Karachigate : selon Libération, l'attentat serait une 4 janvier 2011 – C. D.

Attentat

Karachi : nouvelle piste évoquée par Libération

kara_1 dans POLITIQUE

Le quotidien d’hier souligne que l’attentat serait une «vengeance pakistanaise liée à la vente de sous-marins à l’ennemi indien».

Après l’explication par les rétrocommissions, voici celle qui passe par une vente d’armes à New Delhi. Dans un article citant des «sources exclusives», le quotidien Libération évoque longuement, dans son édition datée du 3 janvier, la possibilité d’une « vengeance pakistanaise liée à la vente de sous-marins à l’ennemi indien ».

« L’attentat de Karachi du 8 mai 2002 ayant tué onze salariés de la Direction des constructions navales (DCN) aurait été perpétré avec l’aval des services pakistanais de l’ISI», précise l’article. Libération s’appuie sur «deux témoins de premier plan» : «Un officier pakistanais toujours en poste qui a autrefois collaboré avec les personnels de la DCN envoyés à Karachi» et « un ancien haut responsable de la Direction générale de la sécurité intérieure (DGSE).» Selon ce dernier, «l’hypothèse d’un attentat commis par l’ISI doit être retenue». La France avait vendu, en 2001, à l’Inde des sous-marins alors que l’engagement avait été pris auprès du Pakistan, pays né en 1947 avec l’Inde de la partition des Indes coloniales britanniques, de ne pas le faire.

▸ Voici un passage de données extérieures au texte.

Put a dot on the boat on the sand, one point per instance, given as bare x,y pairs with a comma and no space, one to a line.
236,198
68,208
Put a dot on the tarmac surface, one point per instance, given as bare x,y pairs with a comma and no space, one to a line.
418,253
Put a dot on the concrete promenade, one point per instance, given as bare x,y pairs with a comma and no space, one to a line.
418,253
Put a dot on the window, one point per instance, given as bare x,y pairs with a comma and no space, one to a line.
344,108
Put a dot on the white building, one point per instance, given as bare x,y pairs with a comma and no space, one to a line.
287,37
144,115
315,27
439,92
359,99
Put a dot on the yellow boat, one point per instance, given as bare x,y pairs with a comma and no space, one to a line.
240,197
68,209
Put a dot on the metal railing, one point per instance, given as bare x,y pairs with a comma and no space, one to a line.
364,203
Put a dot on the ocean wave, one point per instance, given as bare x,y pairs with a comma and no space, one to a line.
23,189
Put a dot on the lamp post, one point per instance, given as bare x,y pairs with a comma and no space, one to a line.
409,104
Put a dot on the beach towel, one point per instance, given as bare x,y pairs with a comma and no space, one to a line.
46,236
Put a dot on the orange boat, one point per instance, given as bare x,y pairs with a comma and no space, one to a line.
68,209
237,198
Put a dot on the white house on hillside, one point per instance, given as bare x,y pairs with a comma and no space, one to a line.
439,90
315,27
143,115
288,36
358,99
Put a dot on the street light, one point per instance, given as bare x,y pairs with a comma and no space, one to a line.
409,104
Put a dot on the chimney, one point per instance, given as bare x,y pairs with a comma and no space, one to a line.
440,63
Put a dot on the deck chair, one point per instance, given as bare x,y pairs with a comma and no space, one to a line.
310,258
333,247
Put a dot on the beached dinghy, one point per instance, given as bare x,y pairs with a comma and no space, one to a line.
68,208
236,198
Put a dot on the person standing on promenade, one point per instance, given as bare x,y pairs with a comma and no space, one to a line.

La deuxième source du quotidien français, « l’officier pakistanais », assure, quant à lui, que l’attentat a été commis par un groupuscule contrôlé par l’ISI « pour punir la France ». « Selon lui, aucune cellule islamiste n’aurait pu préparer une telle action sans l’aval de certains chefs de l’ISI », écrit le quotidien.

Alain Richard, ministre de la Défense de 1997 à 2002, a assuré qu’il n’y avait eu aucun conflit avec Islamabad, même si la vente à l’Inde a suscité un « débat » avec les autorités pakistanaises de l’époque.

Rétrocommissions ou « contrat indien » : les services secrets pakistanais, ou une partie d’entre eux, constituent le point commun des deux pistes.